Em se tratando apenas do contexto de possessivos, podemos pensar que estamos diante de uma mesma comunidade, haja vista que os dois municípios foram sensíveis às influências das mesmas variáveis e, nesse contexto, o número de ocorrência de artigo não se distancia muito. Assim, os dois municípios compartilham características sociais e linguísticas sobre o fenômeno.

Por outro lado, o contexto de antropônimo parece distanciar esses dois municípios. Das duas cidades analisadas, Serra Talhada parece ser a única localidade onde questões externas à língua interferem no sistema. Em Carnaíba, até onde nossa análise pôde chegar, as variáveis externas não foram consideradas significativas. Ora, então como pensarmos que estamos diante de uma mesma comunidade no que diz respeito ao antropônimo se as variáveis extralinguísticas não obtiveram significância, isto é, não interferiram em Carnaíba, mas foram significativas em Serra Talhada? Nesse contexto, os dois municípios compartilham da característica local de “bloquear” a realização, mas não partilham as características sociais sobre o fenômeno, comportando-se como comunidades diferentes.

Cientes da existência de um consenso entre os estudiosos da área sobre a dura tarefa de delimitar os limites de uma comunidade de fala (cf. RESENDE, 2006; WIEDEMER, 2008), parece-nos que, no que tange ao contexto de antropônimo, estamos diante de comunidades distintas, haja vista que, em Carnaíba, os possíveis efeitos das variáveis extralinguísticas parecem não existir, o que coloca esse município em um caminho oposto daquele seguido por Serra Talhada, onde o efeito das variáveis extralinguísticas acontece.

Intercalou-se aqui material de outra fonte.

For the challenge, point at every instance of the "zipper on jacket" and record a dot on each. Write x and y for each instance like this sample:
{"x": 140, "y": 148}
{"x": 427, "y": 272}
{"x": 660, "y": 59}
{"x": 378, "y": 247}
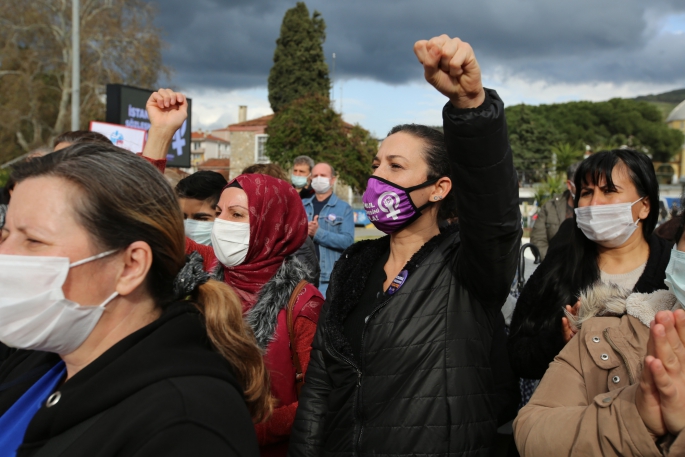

As evidências apresentadas neste trabalho acabam sugerindo que em um contexto de possessivos, as cidades compartilham das características e das restrições à variação. Em outro contexto, de antropônimos, as localidades se distanciam, apresentando-se como subcomunidades dentro de uma maior, como em Guy (2000).

Se o que estamos dizendo aqui estiver correto e os resultados não sofrerem alteração em pesquisas futuras nessas comunidades, as duas cidades estão seguindo uma predição da teoria da sociolinguística apresentada em Guy (2000, p. 31): “o número menor de traços que

distingue certas cidades reflete o status delas como subcomunidades distintas dentro da comunidade maior.”.

Essa conclusão de Guy (2000) decorreu de sua análise sobre o processo fonológico do apagamento do –s final e o processo morfossintático de marca variável de plural em quatro municípios gaúchos: Porto Alegre, Panambi, Flores da Cunha e São Borja. A partir de seu

corpus, o autor verifica que “em um nível, essas comunidades compartilham forte e

sistematicamente a maior parte das mesmas restrições à variação. (...) Em dois pontos, contudo, identificamos restrições que parecem receber um tratamento distinto por uma ou outra comunidade.” (Ibid, p. 31).

Portanto, as cidades aqui analisadas parecem andar em direção às conclusões obtidas em Guy (2000), pois as localidades se aproximam em um determinado ponto, mas se distanciam em outro.

Diante do que foi exposto durante toda a discussão deste capítulo e ciente da dificuldade consensual de delimitar comunidades de fala, levantamos o seguinte questionamento para pesquisas futuras realizadas na área: (a) com base no que foi apresentado, estamos, realmente, diante de uma mesma comunidade ou de duas comunidades linguísticas distintas? e (b) um único fenômeno seria capaz de traçar os limites que separam comunidades de fala distintas?